Families need tips on shooting seizure videos

By M. Alexander Otto

Families and patients often bring in smartphone videos of seizures, which can help with epilepsy diagnosis, but people have to know how to shoot them correctly, according to investigators at the annual meeting of the American Epilepsy Society. The most common mistake that families make is not attempting to interact with the patient. Other common mistakes include not turning on the audio and failing to capture the entire body in the frame, they found.

Overall, “quality is adequate for clinical interpretation in the majority of patients that come to you with a smartphone video,” but when it’s not, it’s frequently because of “operator error, which is good because we can intervene and make some recommendations” to families and caregivers, said William Tatum, DO, a neurologist at Mayo Clinic Hospital in Jacksonville, Fla.

Dr.
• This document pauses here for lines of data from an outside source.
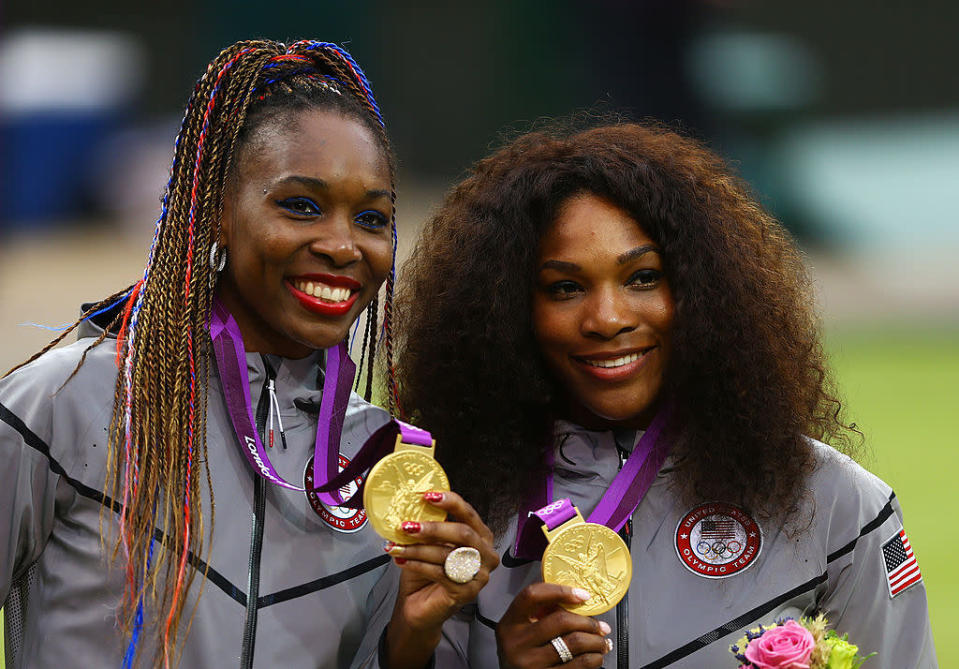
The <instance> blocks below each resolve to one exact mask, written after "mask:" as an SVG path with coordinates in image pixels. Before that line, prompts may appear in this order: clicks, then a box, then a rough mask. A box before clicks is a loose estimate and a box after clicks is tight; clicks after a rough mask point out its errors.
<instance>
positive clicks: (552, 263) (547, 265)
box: [540, 244, 659, 272]
mask: <svg viewBox="0 0 959 669" xmlns="http://www.w3.org/2000/svg"><path fill="white" fill-rule="evenodd" d="M647 253H656V254H658V253H659V248H658V247H656V246H653V245H652V244H644V245H643V246H637V247H636V248H634V249H630V250H629V251H626V252H625V253H622V254H620V255H619V257H618V258H616V264H617V265H625V264H626V263H628V262H630V261H632V260H635V259H636V258H639V257H641V256H644V255H646V254H647ZM540 269H541V270H543V269H555V270H558V271H560V272H576V271H578V270H580V269H582V268H581V267H580V266H579V265H577V264H576V263H572V262H566V261H565V260H547V261H546V262H544V263H543V264H542V266H541V267H540Z"/></svg>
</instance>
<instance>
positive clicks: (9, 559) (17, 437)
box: [0, 374, 60, 603]
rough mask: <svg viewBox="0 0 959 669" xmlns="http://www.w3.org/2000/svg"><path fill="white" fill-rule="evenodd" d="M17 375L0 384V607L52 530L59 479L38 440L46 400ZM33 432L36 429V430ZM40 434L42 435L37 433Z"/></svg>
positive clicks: (42, 424) (40, 434)
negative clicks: (38, 397)
mask: <svg viewBox="0 0 959 669" xmlns="http://www.w3.org/2000/svg"><path fill="white" fill-rule="evenodd" d="M32 386H33V384H31V383H28V382H27V379H25V378H21V377H20V375H19V374H14V375H11V376H10V377H7V378H6V379H3V380H2V381H0V458H2V462H3V466H2V467H0V542H2V543H0V603H2V602H5V601H6V599H7V596H8V595H9V593H10V589H11V587H12V585H13V584H14V583H15V582H16V581H17V579H18V578H20V576H22V575H23V574H24V573H25V572H26V570H27V568H28V567H29V566H30V565H31V564H33V562H35V561H36V560H37V558H39V557H40V554H41V553H42V552H43V548H44V546H45V545H46V543H47V539H48V538H49V536H50V533H51V531H52V529H53V520H54V509H55V504H56V492H57V483H58V480H59V478H60V477H59V476H58V475H57V474H55V473H54V472H53V471H51V469H50V461H49V459H48V455H49V452H48V451H49V447H48V446H47V441H45V440H44V438H43V437H42V436H41V435H42V434H43V433H44V431H46V432H49V430H48V429H47V430H44V429H42V426H47V427H48V426H49V423H50V418H49V415H50V406H49V405H50V401H49V399H48V400H47V401H46V402H43V401H42V400H40V399H38V397H37V393H35V392H33V393H31V387H32ZM35 430H36V431H35ZM38 432H40V433H41V434H38Z"/></svg>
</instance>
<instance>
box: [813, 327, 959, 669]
mask: <svg viewBox="0 0 959 669" xmlns="http://www.w3.org/2000/svg"><path fill="white" fill-rule="evenodd" d="M827 347H828V350H829V352H830V355H831V361H832V366H833V369H834V370H835V373H836V378H837V379H838V381H839V384H840V390H841V392H842V395H843V396H844V397H845V400H846V406H847V416H848V417H849V418H850V419H851V420H853V421H855V422H856V424H857V425H859V427H860V428H861V429H862V431H863V432H864V433H865V436H866V445H867V448H868V452H867V453H866V455H865V457H864V458H863V460H864V462H863V464H864V465H865V466H866V467H867V468H868V469H870V470H871V471H873V472H874V473H876V474H877V475H878V476H880V477H881V478H883V479H884V480H885V481H886V482H887V483H889V485H891V486H892V488H893V489H894V490H895V491H896V495H897V496H898V498H899V502H900V504H901V505H902V507H903V514H904V516H905V528H906V532H907V534H908V535H909V539H910V542H911V543H912V546H913V549H914V550H915V553H916V558H917V559H918V561H919V566H920V569H921V570H922V574H923V579H924V580H925V583H926V590H927V593H928V596H929V611H930V616H931V618H932V630H933V635H934V637H935V641H936V651H937V654H938V657H939V665H940V666H941V667H956V666H959V637H956V636H955V635H953V634H952V633H951V632H950V631H949V630H950V629H951V625H952V623H953V622H955V621H956V620H959V573H957V570H956V569H955V568H954V567H955V565H954V564H953V563H952V559H953V553H952V552H953V550H955V548H956V539H955V535H954V534H953V533H952V530H951V529H950V528H951V527H952V521H953V520H954V518H955V516H954V513H953V508H952V506H951V505H952V503H950V502H949V501H948V500H949V499H954V498H953V497H952V495H954V494H955V492H953V493H951V494H950V493H949V490H955V488H954V486H957V484H959V481H957V475H959V448H957V447H959V436H957V435H959V331H957V330H939V331H937V330H929V331H925V332H922V331H921V332H908V331H905V330H904V329H902V330H896V331H892V332H885V333H883V334H877V332H876V331H865V330H864V331H859V332H843V333H833V334H831V335H830V336H829V337H828V338H827ZM866 666H868V664H867V665H866Z"/></svg>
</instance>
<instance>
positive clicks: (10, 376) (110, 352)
mask: <svg viewBox="0 0 959 669" xmlns="http://www.w3.org/2000/svg"><path fill="white" fill-rule="evenodd" d="M94 341H95V340H94V339H92V338H89V337H87V338H83V339H80V340H79V341H76V342H74V343H73V344H70V345H68V346H63V347H60V348H54V349H51V350H50V351H47V352H46V353H44V354H43V355H41V356H40V357H39V358H37V359H36V360H34V361H33V362H31V363H29V364H28V365H24V366H23V367H21V368H20V369H18V370H16V371H15V372H13V373H12V374H10V375H9V376H7V377H5V378H3V379H0V392H2V393H7V392H10V390H9V389H11V388H17V387H20V386H24V385H28V386H30V387H32V388H33V389H34V390H35V391H49V392H50V393H52V392H55V391H57V390H59V389H60V388H61V386H63V388H64V389H66V388H67V386H69V385H70V384H72V383H73V379H70V376H71V374H73V372H74V370H77V365H79V364H80V362H81V360H82V361H83V364H82V366H81V367H80V369H79V370H78V371H77V375H76V376H82V377H85V378H92V377H96V378H99V377H104V376H105V377H107V378H109V379H110V380H111V382H112V381H113V380H114V379H115V378H116V373H117V367H116V361H115V356H116V348H115V343H116V342H115V341H114V340H112V339H109V340H105V341H103V342H101V343H100V344H98V345H97V346H92V344H93V342H94ZM84 353H86V357H84ZM76 376H74V378H76ZM67 379H70V382H69V383H67V385H66V386H65V385H64V383H65V382H66V381H67Z"/></svg>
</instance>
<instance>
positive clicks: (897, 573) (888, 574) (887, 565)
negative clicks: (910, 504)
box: [882, 530, 922, 597]
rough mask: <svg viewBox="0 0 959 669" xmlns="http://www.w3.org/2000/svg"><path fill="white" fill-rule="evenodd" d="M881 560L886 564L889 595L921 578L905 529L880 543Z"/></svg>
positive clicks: (918, 567)
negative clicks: (881, 544) (881, 556)
mask: <svg viewBox="0 0 959 669" xmlns="http://www.w3.org/2000/svg"><path fill="white" fill-rule="evenodd" d="M882 560H883V562H884V563H885V565H886V585H887V586H889V596H890V597H895V596H896V595H898V594H899V593H900V592H902V591H903V590H905V589H906V588H908V587H909V586H911V585H915V584H916V583H918V582H919V581H921V580H922V574H921V573H919V563H918V562H916V556H915V555H914V554H913V552H912V546H910V545H909V537H907V536H906V531H905V530H899V533H898V534H896V535H895V536H893V537H892V538H891V539H890V540H889V541H887V542H886V543H884V544H883V545H882Z"/></svg>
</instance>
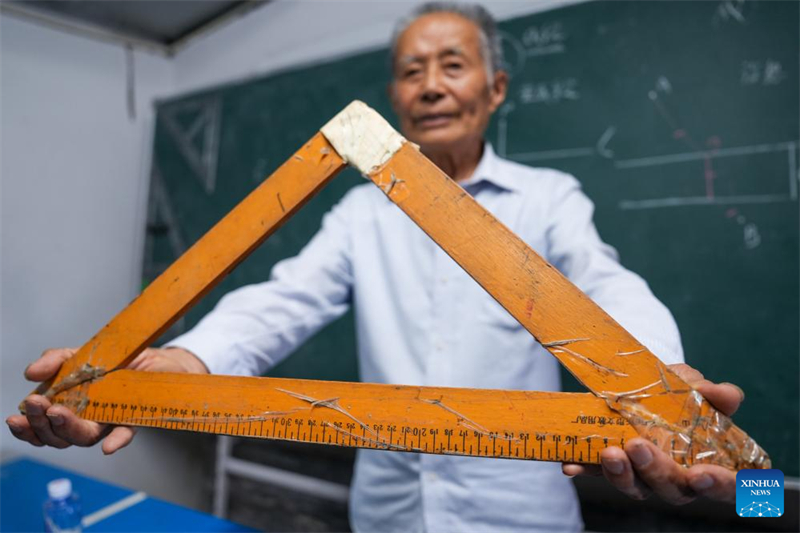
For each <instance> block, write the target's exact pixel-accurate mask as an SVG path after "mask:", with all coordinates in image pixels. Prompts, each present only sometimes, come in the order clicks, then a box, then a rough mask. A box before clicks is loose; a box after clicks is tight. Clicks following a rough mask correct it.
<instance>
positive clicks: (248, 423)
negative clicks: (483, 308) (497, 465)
mask: <svg viewBox="0 0 800 533" xmlns="http://www.w3.org/2000/svg"><path fill="white" fill-rule="evenodd" d="M212 390H213V394H209V391H212ZM86 394H87V396H86V397H87V398H89V401H88V403H86V404H85V405H84V406H83V414H82V416H83V417H85V418H87V419H90V420H94V421H97V422H103V423H111V424H123V425H131V426H146V427H158V428H164V429H176V430H184V431H195V432H205V433H215V434H225V435H238V436H245V437H253V438H264V439H280V440H292V441H297V442H307V443H318V444H329V445H335V446H352V447H359V448H372V449H378V450H389V451H410V452H420V453H436V454H449V455H469V456H476V457H503V458H511V459H528V460H541V461H579V462H591V463H597V462H599V458H600V455H599V454H600V452H601V451H602V450H603V449H604V448H606V447H608V446H621V445H624V443H625V440H627V439H631V438H633V437H636V436H637V433H636V430H635V429H634V428H633V427H631V426H630V425H629V424H628V423H627V421H625V419H624V418H622V417H621V416H620V415H619V414H618V413H616V412H614V411H612V410H611V409H609V407H608V406H607V405H606V403H605V402H604V401H603V400H602V399H600V398H597V397H595V396H593V395H592V394H589V393H585V394H574V393H553V392H530V391H511V390H489V389H459V388H446V387H416V386H406V385H384V384H371V383H362V384H353V383H347V382H336V381H316V380H302V379H282V378H256V377H233V376H209V375H200V374H172V373H147V372H136V371H133V370H118V371H116V372H112V373H110V374H108V375H106V376H104V377H103V378H102V379H98V380H95V381H93V382H91V383H90V384H89V385H88V386H87V390H86Z"/></svg>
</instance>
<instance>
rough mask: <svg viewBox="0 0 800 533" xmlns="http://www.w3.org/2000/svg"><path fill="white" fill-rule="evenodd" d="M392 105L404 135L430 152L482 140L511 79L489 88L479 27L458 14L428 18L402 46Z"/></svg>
mask: <svg viewBox="0 0 800 533" xmlns="http://www.w3.org/2000/svg"><path fill="white" fill-rule="evenodd" d="M393 68H394V82H393V85H392V87H391V88H390V94H391V98H392V105H393V107H394V110H395V112H396V113H397V115H398V117H399V118H400V128H401V129H402V130H403V134H404V135H405V136H406V137H407V138H408V139H409V140H410V141H412V142H415V143H417V144H419V145H420V146H421V147H422V149H423V150H424V151H430V152H433V151H436V152H441V151H449V150H452V149H454V148H456V147H457V146H458V145H459V143H464V142H468V141H475V140H481V139H482V137H483V132H484V131H485V130H486V127H487V125H488V124H489V117H490V116H491V114H492V113H493V112H494V111H495V109H497V107H498V106H499V105H500V104H501V103H502V102H503V100H504V99H505V94H506V86H507V77H506V74H505V73H504V72H498V73H497V74H496V75H495V79H494V80H493V82H492V84H491V85H490V84H489V79H488V73H487V69H486V64H485V63H484V58H483V57H482V55H481V40H480V32H479V29H478V27H477V26H476V25H475V24H474V23H473V22H471V21H469V20H467V19H466V18H464V17H461V16H460V15H457V14H454V13H432V14H429V15H424V16H422V17H420V18H418V19H416V20H415V21H414V22H412V23H411V25H410V26H409V27H408V28H407V29H406V30H405V31H404V32H403V33H402V35H401V36H400V38H399V40H398V43H397V54H396V57H395V64H394V66H393Z"/></svg>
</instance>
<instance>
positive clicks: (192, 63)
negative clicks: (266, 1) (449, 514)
mask: <svg viewBox="0 0 800 533" xmlns="http://www.w3.org/2000/svg"><path fill="white" fill-rule="evenodd" d="M571 1H572V0H540V1H537V2H531V1H527V2H494V3H491V4H490V5H489V7H490V9H491V10H492V11H493V12H494V14H495V15H496V16H497V17H498V18H507V17H510V16H517V15H521V14H525V13H530V12H533V11H538V10H542V9H547V8H552V7H554V6H558V5H564V4H566V3H571ZM414 3H416V2H366V1H364V2H319V1H317V2H287V1H278V2H274V3H271V4H268V5H266V6H264V7H262V8H260V9H257V10H256V11H253V12H251V13H250V14H249V15H247V16H245V17H244V18H242V19H239V20H236V21H233V22H231V23H229V24H227V25H225V26H223V27H221V28H220V29H218V30H217V31H215V32H213V33H211V34H209V35H205V36H203V37H201V38H198V39H197V40H196V41H194V42H192V43H191V44H190V45H189V46H187V47H186V48H185V49H184V50H183V51H181V52H180V53H178V54H177V56H175V57H174V58H172V59H165V58H162V57H158V56H154V55H150V54H148V53H143V52H136V54H135V69H136V73H135V79H136V108H137V115H136V119H135V120H131V119H129V118H128V115H127V106H126V92H125V80H126V75H125V55H124V51H123V49H122V47H121V46H118V45H111V44H107V43H101V42H97V41H93V40H90V39H88V38H84V37H80V36H75V35H71V34H66V33H62V32H60V31H56V30H52V29H49V28H46V27H42V26H38V25H35V24H32V23H29V22H26V21H23V20H20V19H17V18H14V17H12V16H7V15H3V16H0V114H1V115H2V116H1V118H0V121H1V122H2V128H1V129H0V135H1V136H2V137H0V150H1V153H0V158H1V159H2V162H1V163H0V178H1V179H2V181H0V269H1V272H0V296H2V301H1V302H0V328H1V329H0V385H2V392H0V412H2V414H3V415H4V417H3V418H5V416H7V415H8V414H11V413H13V412H15V411H16V407H17V404H18V402H19V400H20V399H21V398H23V397H24V396H25V394H27V393H28V392H29V390H30V388H31V385H30V384H28V383H25V382H24V381H23V380H22V379H21V375H22V371H23V369H24V368H25V366H26V365H27V364H28V363H29V362H30V361H31V360H32V359H34V358H35V357H38V355H39V354H40V353H41V351H42V350H44V349H45V348H48V347H52V346H70V345H72V346H77V345H80V344H81V343H82V342H84V341H85V340H86V339H88V338H89V337H90V336H91V335H92V334H94V333H95V332H96V331H97V330H98V329H99V328H100V327H101V326H102V325H103V324H104V323H105V322H106V321H107V320H108V319H109V318H110V317H111V316H113V315H114V314H115V313H116V312H117V311H119V310H120V309H121V308H122V307H124V305H125V304H127V302H128V301H130V300H131V299H132V298H133V297H134V296H135V294H136V292H137V291H138V289H139V282H140V279H141V277H140V267H141V259H142V249H143V235H144V213H145V203H146V192H147V185H148V180H149V167H150V146H151V141H152V127H153V113H152V106H151V102H152V100H153V99H154V98H159V97H164V96H168V95H175V94H181V93H184V92H187V91H190V90H195V89H198V88H205V87H208V86H211V85H215V84H221V83H227V82H231V81H236V80H240V79H243V78H246V77H250V76H255V75H263V74H265V73H269V72H274V71H276V70H280V69H284V68H289V67H292V66H298V65H302V64H307V63H312V62H316V61H322V60H325V59H329V58H332V57H337V56H342V55H346V54H350V53H355V52H358V51H360V50H364V49H368V48H375V47H378V46H384V45H386V44H387V42H388V38H389V35H390V33H391V28H392V26H393V24H394V22H395V20H397V19H398V18H399V17H401V16H403V15H405V14H406V13H407V12H408V11H409V9H410V8H411V6H412V4H414ZM487 4H488V2H487ZM320 120H322V118H321V119H320ZM187 441H191V438H190V437H187V436H185V435H184V436H180V435H177V434H174V433H170V434H168V433H158V432H141V433H140V435H139V436H137V438H136V440H135V441H134V444H133V445H132V446H130V447H129V448H128V449H126V450H123V451H122V452H120V453H119V454H117V455H115V456H112V457H109V458H104V457H102V453H101V452H100V450H99V449H97V448H95V449H70V450H63V451H62V450H53V449H38V448H33V447H31V446H27V445H25V444H23V443H21V442H19V441H16V440H15V439H13V438H12V437H11V436H10V434H9V432H8V430H7V429H6V428H5V427H0V450H1V451H2V455H3V457H4V458H5V457H8V456H9V455H16V454H27V455H30V456H34V457H38V458H41V459H43V460H46V461H49V462H52V463H56V464H61V465H64V466H67V467H69V468H72V469H75V470H78V471H80V472H84V473H86V474H89V475H93V476H96V477H99V478H102V479H106V480H109V481H112V482H116V483H119V484H123V485H126V486H129V487H132V488H135V489H137V490H145V491H147V492H148V493H150V494H153V495H155V496H159V497H162V498H165V499H168V500H172V501H176V502H178V503H183V504H187V505H194V506H197V505H199V502H200V499H199V498H200V493H201V486H202V483H201V479H200V476H201V473H202V471H201V468H200V467H198V465H197V464H195V463H194V460H195V459H196V453H194V452H193V450H192V447H191V446H190V445H188V444H187Z"/></svg>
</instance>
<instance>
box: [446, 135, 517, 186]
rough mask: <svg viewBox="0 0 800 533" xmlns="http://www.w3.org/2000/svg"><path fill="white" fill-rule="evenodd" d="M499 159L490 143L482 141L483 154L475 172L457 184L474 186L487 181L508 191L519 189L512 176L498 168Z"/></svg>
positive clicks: (499, 161) (496, 154) (509, 174)
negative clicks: (468, 178)
mask: <svg viewBox="0 0 800 533" xmlns="http://www.w3.org/2000/svg"><path fill="white" fill-rule="evenodd" d="M500 163H501V159H500V158H499V157H498V156H497V154H495V153H494V149H493V148H492V145H491V144H490V143H488V142H485V143H483V155H482V156H481V160H480V161H479V162H478V166H477V167H475V172H473V173H472V176H470V178H469V179H468V180H466V181H463V182H461V183H460V184H459V185H461V186H462V187H464V188H465V189H466V188H467V187H471V186H475V185H477V184H479V183H481V182H484V181H485V182H488V183H491V184H492V185H494V186H496V187H499V188H501V189H505V190H508V191H519V184H518V183H515V181H514V179H513V177H512V176H511V175H510V174H509V173H508V172H502V171H501V170H500Z"/></svg>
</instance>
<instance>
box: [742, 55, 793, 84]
mask: <svg viewBox="0 0 800 533" xmlns="http://www.w3.org/2000/svg"><path fill="white" fill-rule="evenodd" d="M784 79H786V73H785V72H784V70H783V65H781V64H780V62H778V61H775V60H774V59H766V60H764V61H742V70H741V75H740V77H739V80H740V82H741V84H742V85H767V86H769V85H778V84H779V83H780V82H782V81H783V80H784Z"/></svg>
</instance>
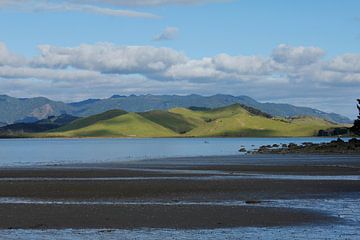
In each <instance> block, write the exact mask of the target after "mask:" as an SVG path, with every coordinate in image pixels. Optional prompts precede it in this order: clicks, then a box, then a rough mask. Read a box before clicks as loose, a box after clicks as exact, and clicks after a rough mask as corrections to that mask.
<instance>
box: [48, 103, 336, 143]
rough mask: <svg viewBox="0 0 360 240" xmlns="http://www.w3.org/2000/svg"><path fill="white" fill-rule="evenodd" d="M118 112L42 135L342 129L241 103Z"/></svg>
mask: <svg viewBox="0 0 360 240" xmlns="http://www.w3.org/2000/svg"><path fill="white" fill-rule="evenodd" d="M110 113H112V114H110ZM114 113H116V111H115V112H114V111H111V112H106V113H103V114H102V115H95V116H92V117H87V118H82V119H79V120H75V121H74V122H72V123H70V124H68V125H65V126H63V127H61V128H59V129H55V130H53V131H51V132H48V133H44V134H42V136H57V137H278V136H284V137H300V136H316V135H317V133H318V131H319V130H321V129H329V128H333V127H338V126H340V125H337V124H334V123H331V122H328V121H326V120H323V119H318V118H313V117H299V118H292V119H284V118H273V117H270V116H268V115H267V114H264V113H262V112H260V111H255V110H252V109H249V108H247V109H245V108H244V107H243V106H241V105H240V104H234V105H230V106H228V107H222V108H217V109H210V110H190V109H186V108H174V109H170V110H169V111H149V112H145V113H126V112H123V111H122V112H117V114H118V115H117V114H114ZM113 114H114V116H113ZM104 116H106V117H104ZM84 123H86V124H84Z"/></svg>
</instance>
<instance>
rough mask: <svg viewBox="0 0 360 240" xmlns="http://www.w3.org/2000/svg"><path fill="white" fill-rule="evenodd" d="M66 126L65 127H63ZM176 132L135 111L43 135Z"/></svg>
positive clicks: (121, 136)
mask: <svg viewBox="0 0 360 240" xmlns="http://www.w3.org/2000/svg"><path fill="white" fill-rule="evenodd" d="M65 128H66V127H65ZM176 135H177V133H176V132H174V131H172V130H170V129H168V128H165V127H163V126H161V125H158V124H156V123H154V122H152V121H150V120H148V119H146V118H144V117H142V116H140V115H139V114H136V113H127V114H122V115H119V116H116V117H113V118H110V119H106V120H100V121H97V122H96V123H94V124H92V125H89V126H84V127H81V128H79V129H72V130H64V128H62V129H57V131H56V132H55V131H53V132H52V133H48V134H45V136H58V137H171V136H176Z"/></svg>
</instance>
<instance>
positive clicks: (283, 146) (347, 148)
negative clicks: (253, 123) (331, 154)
mask: <svg viewBox="0 0 360 240" xmlns="http://www.w3.org/2000/svg"><path fill="white" fill-rule="evenodd" d="M253 153H260V154H266V153H270V154H286V153H320V154H327V153H339V154H360V140H359V139H356V138H352V139H350V140H349V141H348V142H345V141H344V140H342V139H340V138H338V139H337V140H334V141H331V142H330V143H311V142H304V143H302V144H295V143H289V144H287V145H286V144H282V145H281V147H277V146H275V145H273V146H270V145H267V146H261V147H260V148H259V149H257V150H255V151H254V152H253Z"/></svg>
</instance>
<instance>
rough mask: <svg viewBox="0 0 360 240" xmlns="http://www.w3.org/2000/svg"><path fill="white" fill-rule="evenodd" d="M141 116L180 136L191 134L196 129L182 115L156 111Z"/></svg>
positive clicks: (163, 111) (173, 113)
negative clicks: (182, 135)
mask: <svg viewBox="0 0 360 240" xmlns="http://www.w3.org/2000/svg"><path fill="white" fill-rule="evenodd" d="M139 114H140V115H141V116H143V117H144V118H146V119H149V120H150V121H153V122H155V123H157V124H159V125H161V126H164V127H166V128H169V129H171V130H173V131H174V132H177V133H180V134H183V133H186V132H189V131H190V130H191V129H193V128H195V127H196V126H195V125H194V124H192V123H191V122H188V121H187V120H186V118H184V117H183V116H181V115H180V114H176V113H172V112H167V111H161V110H154V111H150V112H144V113H139Z"/></svg>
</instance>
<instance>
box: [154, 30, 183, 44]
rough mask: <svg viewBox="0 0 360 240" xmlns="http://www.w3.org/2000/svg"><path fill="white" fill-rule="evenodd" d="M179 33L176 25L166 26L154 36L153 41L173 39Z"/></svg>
mask: <svg viewBox="0 0 360 240" xmlns="http://www.w3.org/2000/svg"><path fill="white" fill-rule="evenodd" d="M178 34H179V29H178V28H176V27H167V28H165V29H164V31H163V32H162V33H161V34H159V35H157V36H155V37H154V40H155V41H164V40H173V39H175V38H176V37H177V36H178Z"/></svg>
Tatum led a study in which epileptologists and neurology residents predicted diagnoses based on 50 smartphone videos of 44 patients. His team compared the results with the actual diagnoses from inpatient video-EEG monitoring.

On average, the videos were about 2 minutes in duration and helpful; over 80% of the time, suspected epileptic seizures and psychogenic nonepileptic attacks (PNEAs) captured in the smartphone videos turned out to be the correct diagnoses. The positive predictive value was 70.7% for epileptic seizures and 84.1% for PNEAs.


Dr. William Tatum, DO

However, 120 video views, out of a total of 530 (23%), were not diagnostic. Sometimes the diagnosis was too tricky to discern from a video clip, but other times videos were simply not good enough. Besides not engaging with patients, turning on the audio, and filming the person’s entire body, videos were sometimes too short to capture the entire event and postictal period, or the lighting was too dim.

It’s common for people to come in with videos of convulsions, especially in pediatrics. “That happens a lot, and it can be really helpful,” to rule out true epileptic seizures, said Kevin M. Rathke, MD, a pediatric epileptologist at Duke University, Durham, N.C.

 Clues include flailing limbs, being able to talk and respond during an event, and responding when asked to do something such as holding up two fingers. “Closed eyes is a big one,” said Dr. Rathke, who helped moderate Dr. Tatum’s presentation.

The average age in the study was 45 years, and more than two-thirds of the subjects were women; 30 patients had a final diagnosis of PNEA, 11 had epileptic seizures, and 3 physiologic nonepileptic events.

Overall, residents were more confident than epileptologists were in using a smartphone video diagnosis, even when they were wrong.

There was no industry funding. Dr. Tatum had no relevant disclosures.